Bond à gauche pour attraper sa deuxième dose de dope, reptation en apnée sous la table pour dénicher de quoi l’allumer, course contre la montre pour s’asphyxier les poumons en trois minutes chrono, savantes contorsions pour enfiler son manteau, combat pour fermer les boutons avec des gants, cavalcade éperdue dans les escaliers et sprint à la Carl Lewis jusqu’au métro… qu'elle rate, évidemment.

Le rendez-vous terminé, Élise meurt de rentrer chez elle se recoucher. Mais à peine remonte-t-elle la rue que son gène du shopping se réveille. Elle part donc à l’assaut d’une boutique d’ameublement, puis d’une librairie. En sort une heure plus tard un bouquin de Jim Harrison sous le bras.


3.
Interphone.
Élise appuie sur le bouton, la main déjà lasse.
Pas lourds dans l’escalier.
La porte s'ouvre sur son oncle. Puis sur Joachim.
- Ça alors... Vous deux... Là ?!
- On s’est rencontrés par hasard dans le quartier.
Dans le quartier ? Étrange… Joachim habitant à l'autre bout de la France, Élise l’imagine prendre le train pour se balader par ici.
Mais pourquoi pas, après tout ?

L’explication glisse sur elle qui pense déjà à autre chose. À son appartement en travaux et en bordel, par exemple.
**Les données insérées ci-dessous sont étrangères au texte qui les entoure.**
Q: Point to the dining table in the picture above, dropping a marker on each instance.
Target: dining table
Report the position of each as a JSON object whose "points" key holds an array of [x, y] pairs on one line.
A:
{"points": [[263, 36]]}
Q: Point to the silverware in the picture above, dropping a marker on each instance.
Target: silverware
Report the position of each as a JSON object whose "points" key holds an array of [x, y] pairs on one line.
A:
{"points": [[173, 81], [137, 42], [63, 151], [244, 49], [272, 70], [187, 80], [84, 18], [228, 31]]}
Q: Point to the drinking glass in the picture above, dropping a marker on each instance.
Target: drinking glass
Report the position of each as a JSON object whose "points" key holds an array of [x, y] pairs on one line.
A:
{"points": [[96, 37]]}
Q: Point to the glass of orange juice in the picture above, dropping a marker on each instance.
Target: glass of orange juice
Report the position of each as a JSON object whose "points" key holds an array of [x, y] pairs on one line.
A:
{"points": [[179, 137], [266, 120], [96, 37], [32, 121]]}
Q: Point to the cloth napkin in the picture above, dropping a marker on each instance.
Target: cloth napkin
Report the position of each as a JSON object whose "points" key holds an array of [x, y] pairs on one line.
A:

À ce qu'elle offrira à boire à ses invités surprise, puisque que le frigo est vide.
Elle leur fait le tour de la propriétaire sans remarquer leurs traits tirés ni leur silence.
Une pensée l’effleure :
"Serait-ce donc si moche chez moi ?"
Tant pis si son nouveau lieu de vie ne leur plaît pas. Tant pis s'ils sont fermés comme des huitres. Élise parle pour trois. Elise comble les blancs.

Les voilà dans le salon, plantés droits comme trois piquets.
"Assieds-toi, Élise", lui demande son oncle.
Elle tire une chaise et s’y affale, le ventre soudain tordu par l’appréhension.
"Il est arrivé quelque chose ?"
Les deux hommes hochent ensemble la tête.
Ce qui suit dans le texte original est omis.